10  The Complete Pipeline Code (Python)

This appendix reproduces the full, runnable Python pipeline behind the worked example: the actual source, not a simplified sketch. It is generated directly from the pipeline/ package in the companion repository, so it always matches the code that produced every figure and number in this guide.

The pipeline is built on the sdc-redistribute package and runs end to end with a single command:

uv run python -m pipeline.run

The modules below appear in execution order. Figure generation (pipeline/style.py, pipeline/maps.py, pipeline/figures.py) lives in the same repository and is omitted here to keep the focus on the data method.

10.1 Configuration

Central settings: the Arlington FIPS codes, the ACS count variables (aggregate income and households), and the dataset paths every other module reads.

pipeline/config.py

"""Central configuration: geographies, CRS, source identifiers, paths."""
from pathlib import Path

from dotenv import load_dotenv

# Load secrets (e.g. CENSUS_API_KEY) from a local .env if present. The file is
# gitignored; loading it here makes the key available to any pipeline module.
load_dotenv()

# Arlington County, Virginia
STATE_FIPS = "51"
COUNTY_FIPS = "013"
ACS_YEAR = 2021          # 5-year ACS vintage used throughout
OOKLA_YEAR = 2023
OOKLA_QUARTER = 2

# Area weighting is handled inside sdc-redistribute, which reprojects geographic
# inputs to EPSG:3857 before computing intersection areas. At county scale the
# choice of projected CRS is immaterial (<0.3% area-ratio spread vs State Plane),
# so the pipeline does not impose its own projected CRS.

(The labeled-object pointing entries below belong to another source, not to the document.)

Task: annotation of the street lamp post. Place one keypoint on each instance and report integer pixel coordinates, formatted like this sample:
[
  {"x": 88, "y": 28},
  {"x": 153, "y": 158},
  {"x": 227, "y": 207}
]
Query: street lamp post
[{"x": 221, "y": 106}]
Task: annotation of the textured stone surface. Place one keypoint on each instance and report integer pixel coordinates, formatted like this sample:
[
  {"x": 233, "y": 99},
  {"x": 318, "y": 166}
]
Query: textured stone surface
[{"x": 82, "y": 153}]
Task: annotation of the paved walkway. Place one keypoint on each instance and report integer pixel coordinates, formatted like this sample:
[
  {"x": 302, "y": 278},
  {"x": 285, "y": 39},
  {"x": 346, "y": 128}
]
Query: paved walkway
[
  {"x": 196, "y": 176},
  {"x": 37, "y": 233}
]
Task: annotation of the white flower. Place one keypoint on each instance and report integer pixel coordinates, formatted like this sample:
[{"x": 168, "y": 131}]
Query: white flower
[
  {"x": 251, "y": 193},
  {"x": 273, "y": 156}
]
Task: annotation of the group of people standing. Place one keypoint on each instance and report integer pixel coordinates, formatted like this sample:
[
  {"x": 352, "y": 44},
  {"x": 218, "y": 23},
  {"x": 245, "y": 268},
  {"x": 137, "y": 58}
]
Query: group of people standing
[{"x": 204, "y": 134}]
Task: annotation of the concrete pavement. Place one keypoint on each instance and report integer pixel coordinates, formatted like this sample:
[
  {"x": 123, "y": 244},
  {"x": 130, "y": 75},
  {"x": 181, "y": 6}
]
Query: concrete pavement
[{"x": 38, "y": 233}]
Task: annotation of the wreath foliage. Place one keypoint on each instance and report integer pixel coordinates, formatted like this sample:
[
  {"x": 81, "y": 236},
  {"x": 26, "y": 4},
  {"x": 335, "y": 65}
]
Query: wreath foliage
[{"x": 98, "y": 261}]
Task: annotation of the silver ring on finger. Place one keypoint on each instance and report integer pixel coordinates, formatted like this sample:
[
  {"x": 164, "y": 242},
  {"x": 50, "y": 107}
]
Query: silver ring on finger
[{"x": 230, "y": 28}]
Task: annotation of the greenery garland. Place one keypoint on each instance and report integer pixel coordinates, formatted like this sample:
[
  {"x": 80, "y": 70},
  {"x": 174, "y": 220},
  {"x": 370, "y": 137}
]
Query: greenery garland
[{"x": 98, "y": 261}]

# ACS variables are EXTENSIVE COUNTS (never redistribute the median directly).
# Mean household income is derived later as agg_income / households.
ACS_VARS = {
    "agg_income": "B19025_001",   # Aggregate household income (dollars)
    "households": "B11001_001",   # Total households (count)
}

# Ookla open data S3 parquet path template
OOKLA_S3 = (
    "s3://ookla-open-data/parquet/performance/type=fixed/"
    "year={year}/quarter={quarter}/"
    "{year}-{month:02d}-01_performance_fixed_tiles.parquet"
)

# Paths
ROOT = Path(__file__).resolve().parent.parent
DATA = ROOT / "data"

# Source / output dataset paths
CIVIC_ASSOC = DATA / "va013_geo_arl_2021_civic_associations.geojson"
BLOCK_GROUPS = DATA / "va013_block_groups.geojson"          # produced by acquire_geographies
BLOCKS = DATA / "va013_geo_blocks.geojson"                  # existing
ACS_COUNTS = DATA / "va013_acs_income_counts.geojson"       # produced by acquire_acs
OOKLA_TILES = DATA / "ookla_tiles_arlington.geojson"        # existing/refreshable
CIVIC_INCOME = DATA / "civic_income.csv"                    # produced by redistribute_income
CIVIC_BROADBAND = DATA / "civic_broadband.csv"             # produced by redistribute_broadband
CIVIC_COMBINED = DATA / "civic_combined.geojson"           # produced by combine
PARCELS = DATA / "va013_parcels.geojson"                   # produced by acquire_parcels
CIVIC_INCOME_PARCELS = DATA / "civic_income_parcels.csv"   # produced by redistribute_income_parcels
CIVIC_INCOME_COMPARISON = DATA / "civic_income_comparison.geojson"  # produced by compare_methods

10.2 Acquire census geographies

Download Arlington’s census block groups, the source geography for the income redistribution.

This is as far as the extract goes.